Makna Ketupek dalam Tradisi Bengkulu

Menurut pemerhati sejarah Bengkulu Kaharudin Taher, ketupek merupakan gabungan kata Ketu dan Lipek.

oleh Yuliardi Hardjo Putro diperbarui 08 Jul 2016, 06:00 WIB
Pedagang kulit ketupat melayani pembeli di sekitar Pakualaman,Yogyakarta, menjelang Hari Raya Idul Fitri 1437 Hijriah, Senin (4/7). H-2 menjelang Lebaran, pedagang musiman yang menjual kulit ketupat mulai bermunculan. (Liputan6.com/Boy Harjanto)
Di Bengkulu, ada dua jenis ketupek, yaitu ketupek tino atau perempuan, dan ketupek lanang atau lelaki.

Liputan6.com, Bengkulu- Pernah dengar istilah ketupek Bengkulu? Secara bentuk, ketupek hampir sama dengan ketupat pada umumnya. Perbedaannya adalah dua jenis ketupek, yaitu ketupek tino atau perempuan, dan ketupek lanang atau lelaki.

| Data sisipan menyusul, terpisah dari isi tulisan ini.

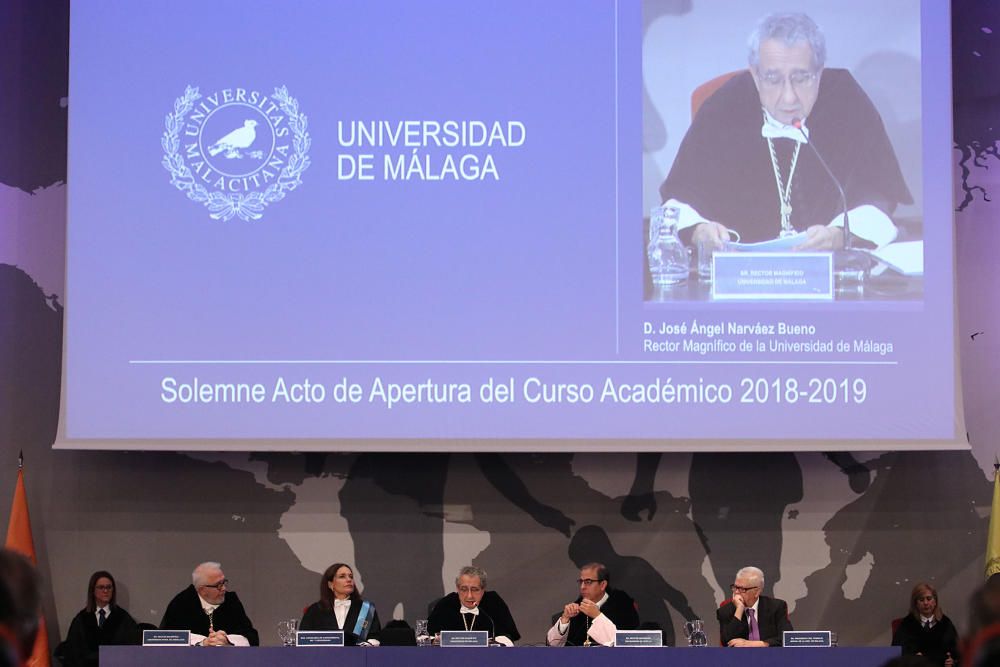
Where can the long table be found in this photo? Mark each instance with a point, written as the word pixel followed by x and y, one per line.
pixel 385 656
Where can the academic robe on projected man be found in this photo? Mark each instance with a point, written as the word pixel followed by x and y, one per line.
pixel 772 621
pixel 723 169
pixel 493 616
pixel 185 612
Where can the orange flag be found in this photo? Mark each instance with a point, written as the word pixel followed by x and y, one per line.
pixel 19 539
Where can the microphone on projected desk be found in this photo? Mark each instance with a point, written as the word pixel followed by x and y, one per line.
pixel 848 263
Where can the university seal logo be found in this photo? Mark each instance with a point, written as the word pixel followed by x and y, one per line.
pixel 236 150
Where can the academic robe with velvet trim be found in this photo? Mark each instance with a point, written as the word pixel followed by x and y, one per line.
pixel 494 616
pixel 772 621
pixel 185 613
pixel 84 638
pixel 318 617
pixel 620 610
pixel 934 644
pixel 723 166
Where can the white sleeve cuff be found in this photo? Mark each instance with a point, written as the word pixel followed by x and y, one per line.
pixel 870 223
pixel 556 635
pixel 687 215
pixel 602 630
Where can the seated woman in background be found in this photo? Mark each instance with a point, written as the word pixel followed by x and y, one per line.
pixel 341 607
pixel 925 630
pixel 102 622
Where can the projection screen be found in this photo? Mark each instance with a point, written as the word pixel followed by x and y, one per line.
pixel 435 225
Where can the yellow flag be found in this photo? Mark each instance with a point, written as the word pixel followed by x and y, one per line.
pixel 993 541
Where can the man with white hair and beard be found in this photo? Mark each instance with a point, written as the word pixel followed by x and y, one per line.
pixel 750 619
pixel 214 615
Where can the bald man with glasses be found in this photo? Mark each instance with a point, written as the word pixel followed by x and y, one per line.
pixel 742 172
pixel 214 614
pixel 750 619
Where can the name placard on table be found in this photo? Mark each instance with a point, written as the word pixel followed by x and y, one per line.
pixel 166 637
pixel 753 276
pixel 638 638
pixel 321 638
pixel 806 638
pixel 465 638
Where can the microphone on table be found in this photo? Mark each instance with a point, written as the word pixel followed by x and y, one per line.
pixel 847 261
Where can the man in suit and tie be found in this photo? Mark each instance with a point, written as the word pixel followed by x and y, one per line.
pixel 749 618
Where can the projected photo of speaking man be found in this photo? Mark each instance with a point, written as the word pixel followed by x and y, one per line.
pixel 750 167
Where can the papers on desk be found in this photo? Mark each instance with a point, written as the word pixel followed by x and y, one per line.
pixel 779 244
pixel 906 258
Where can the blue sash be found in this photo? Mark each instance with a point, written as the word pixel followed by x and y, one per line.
pixel 364 621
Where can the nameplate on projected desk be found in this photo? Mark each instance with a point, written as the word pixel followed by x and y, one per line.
pixel 806 638
pixel 166 637
pixel 638 638
pixel 761 276
pixel 465 638
pixel 321 638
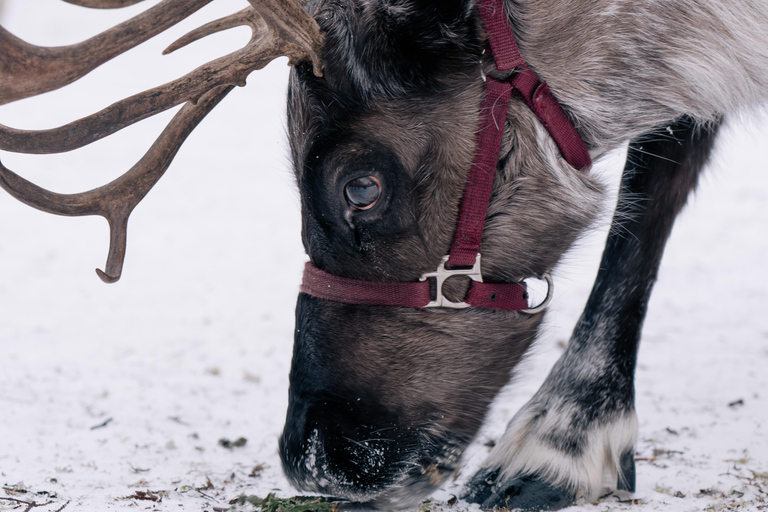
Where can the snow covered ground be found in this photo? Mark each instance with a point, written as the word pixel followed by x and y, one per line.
pixel 114 396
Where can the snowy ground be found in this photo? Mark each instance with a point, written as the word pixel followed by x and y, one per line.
pixel 108 392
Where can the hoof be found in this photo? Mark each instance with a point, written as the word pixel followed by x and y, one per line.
pixel 526 492
pixel 627 472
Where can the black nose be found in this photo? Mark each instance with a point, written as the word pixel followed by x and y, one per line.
pixel 340 438
pixel 345 448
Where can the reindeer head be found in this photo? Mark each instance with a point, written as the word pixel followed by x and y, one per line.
pixel 383 400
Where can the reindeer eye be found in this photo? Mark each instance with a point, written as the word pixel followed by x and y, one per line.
pixel 362 193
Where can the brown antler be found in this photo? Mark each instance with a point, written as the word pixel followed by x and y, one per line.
pixel 280 28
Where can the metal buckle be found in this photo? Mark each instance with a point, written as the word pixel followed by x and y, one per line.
pixel 442 273
pixel 547 299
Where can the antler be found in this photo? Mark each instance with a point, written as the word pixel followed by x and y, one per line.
pixel 279 27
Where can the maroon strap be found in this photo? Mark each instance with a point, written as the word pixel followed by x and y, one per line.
pixel 493 112
pixel 529 87
pixel 477 194
pixel 352 291
pixel 506 296
pixel 536 94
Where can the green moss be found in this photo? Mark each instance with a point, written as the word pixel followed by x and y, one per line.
pixel 296 504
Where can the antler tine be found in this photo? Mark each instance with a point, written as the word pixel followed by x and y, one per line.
pixel 117 200
pixel 27 70
pixel 280 28
pixel 290 31
pixel 103 4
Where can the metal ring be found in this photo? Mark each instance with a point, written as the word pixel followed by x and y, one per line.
pixel 547 300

Jika ketupek tino berbentuk segi empat biasa, ketupek lanang berbentuk seperti kepalan tangan. Karena itu, ketupek lanang sering disamakan dengan tinju.

Menurut pemerhati sejarah Bengkulu Kaharudin Taher, ketupek merupakan gabungan kata Ketu dan Lipek. Ketu berarti kebersamaan dan Lipek berarti melipat. Jika digabung, kata ketupek berarti melipat dalam kebersamaan.

"Dahulu setiap menjelang lebaran, para muda-mudi mengisi waktu akhir Ramadan dengan berkumpul sambil melipat pucuk daun kelapa menjadi ketupek," ujar Kaharudin di Bengkulu, Senin, 4 Juli 2016.

Makna ketupek juga berarti melipat dan membungkus kesalahan dalam pergaulan sehari-hari. Orang Bengkulu selalu membelah ketupek yang dimasak berbahan nasi atau ketan dengan santan kelapa dengan melintang atau berbentuk segitiga.

Artinya, seluruh kesalahan dan kekhilafan akan dibelah dan dihilangkan saat hari Raya Idul Fitri. Ketupek juga berfungsi sebagai makanan pokok pengganti nasi saat lebaran.

"Tradisi mengantar ketupek kepada keluarga yang dituakan juga menjadi simbol permohonan maaf saat lebaran," kata dia.

Makna lain dari ketupek adalah kebijaksanaan atau kewibawaan. Kebiasaan "melipek ketu" atau melipat dalam kebersamaan ini masuk ke Bengkulu seiring dengan datangnya para pedagang dari Madras (India) yang membawa budaya Timur Tengah.

Termasuk, tradisi Tabot pada abad 17 yang menghuni wilayah Kampung Keling atau kampung orang keturunan India yang terletak 200 meter dari Benteng Marlborough dan Kampung Cina.

Di kampung ini, biasanya saudagar yang dianggap paling kaya memiliki halaman rumah yang luas dan memiliki pendopo. Di rumah inilah, sang saudagar mengumpulkan anak muda untuk berkumpul membuat ketupek.

Rumah orang Ketu (katu) atau orang yang berwibawa dan bijaksana itu semua kebutuhan persiapan lebaran disediakan hingga perayaan lebaran menjadi tempat berkumpul kaum Muslim sekampung.

"Sambil bermaafan, tuan rumah menyediakan menu utama ketupek yang dibuat bersama untuk disantap secara bersama pula," kata Kaharudin Taher.